Interpretando-se as características do Dasein descritas por Heidegger, é buscando-se uma aproximação de sua
ontologia com a antropologia, pode-se compreender quem é o homem. A relação do homem com os homens é
diferente da relação com as coisas. Em sua relação com os outros homens, ele é interpelado a abrir-se, sair e provocar
encontro. Na relação com as coisas, o homem simplesmente faz uso do que se encontra disposto no mundo das
ocupações. A existência do homem só pode ser considerada quando também se considera que o homem é em um
mundo. Sem a mundaneidade não pode existir homem. O homem só pode ser compreendido lançado neste com o
qual está envolvido, o mundo. Nele o homem toma consciência de sua existência. Realiza os seus projetos, cria
utensílios para tornar a vida mais cômoda, lança-se em encontros com o outro, fazendo acontecer a convivência.
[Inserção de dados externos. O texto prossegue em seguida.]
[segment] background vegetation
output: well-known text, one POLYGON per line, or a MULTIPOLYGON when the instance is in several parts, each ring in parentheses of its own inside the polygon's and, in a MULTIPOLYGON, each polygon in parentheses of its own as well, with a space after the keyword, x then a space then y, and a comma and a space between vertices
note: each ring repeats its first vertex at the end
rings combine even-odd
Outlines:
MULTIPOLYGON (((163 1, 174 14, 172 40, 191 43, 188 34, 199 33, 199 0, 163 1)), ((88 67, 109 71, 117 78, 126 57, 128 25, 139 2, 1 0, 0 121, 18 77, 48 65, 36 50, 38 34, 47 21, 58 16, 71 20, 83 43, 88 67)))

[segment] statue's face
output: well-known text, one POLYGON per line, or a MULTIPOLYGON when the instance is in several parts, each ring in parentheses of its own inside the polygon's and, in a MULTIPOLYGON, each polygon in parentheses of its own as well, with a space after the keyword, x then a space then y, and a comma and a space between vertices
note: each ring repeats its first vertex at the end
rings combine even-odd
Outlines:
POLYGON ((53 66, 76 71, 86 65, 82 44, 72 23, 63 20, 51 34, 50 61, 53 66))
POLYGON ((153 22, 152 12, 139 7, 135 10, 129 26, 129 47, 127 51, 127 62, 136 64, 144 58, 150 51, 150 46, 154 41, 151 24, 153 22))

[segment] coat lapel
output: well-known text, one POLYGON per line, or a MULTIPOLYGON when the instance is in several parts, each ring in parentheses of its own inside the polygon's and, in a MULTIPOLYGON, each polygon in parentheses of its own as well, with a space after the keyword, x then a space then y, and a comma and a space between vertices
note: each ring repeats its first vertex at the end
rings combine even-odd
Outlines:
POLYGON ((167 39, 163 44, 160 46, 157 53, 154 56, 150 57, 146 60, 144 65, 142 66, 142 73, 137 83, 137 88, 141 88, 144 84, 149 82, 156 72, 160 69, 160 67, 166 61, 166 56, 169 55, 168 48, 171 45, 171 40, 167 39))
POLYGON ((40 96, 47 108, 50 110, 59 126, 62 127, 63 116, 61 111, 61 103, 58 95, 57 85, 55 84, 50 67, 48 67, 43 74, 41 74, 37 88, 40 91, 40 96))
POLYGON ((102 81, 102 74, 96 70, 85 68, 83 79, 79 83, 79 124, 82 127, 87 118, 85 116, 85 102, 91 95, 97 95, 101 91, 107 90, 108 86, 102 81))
O
homem necessita da presença do outro para viver. A convivência com o outro tem o papel muito importante na vida
do homem, pois é através dela que o homem se humaniza.
Diante do que foi estudado, resta afirmar que Heidegger foi muito original em seu pensamento. Heidegger em seu
pensamento não tematiza o ser, pois senão estaria objetivando o ser. Falando sobre o Dasein, Heidegger pretendeu
falar do verdadeiro sentido do ser. O Dasein é o ente que se pergunta pelo próprio ser, só ele compreende os demais
entes e somente ele tem a capacidade de fazer a pergunta pelo sentido do ser.
Referências
HEIDEGGER, M. Ser e Tempo: parte II. 2ªed. Trad. Márcia de Sá Cavalcanti. Parte II Petrópolis: Vozes, 1998.
NOBRE, Rui José. O ente que pensa o ser: elementos para a compreensão do Dasein heideggeriano. Mariana:
Instituto de filosofia São José, 2003. (TCC em Filosofia)
OLIVEIRA, Manfredo Araújo de, A filosofia na crise da modernidade. São Paulo: Loyola, 1989.
REALE, Giovanni; ANTISERI, Dario. História da Filosofia: vol. III. São Paulo: Paulinas, 1991.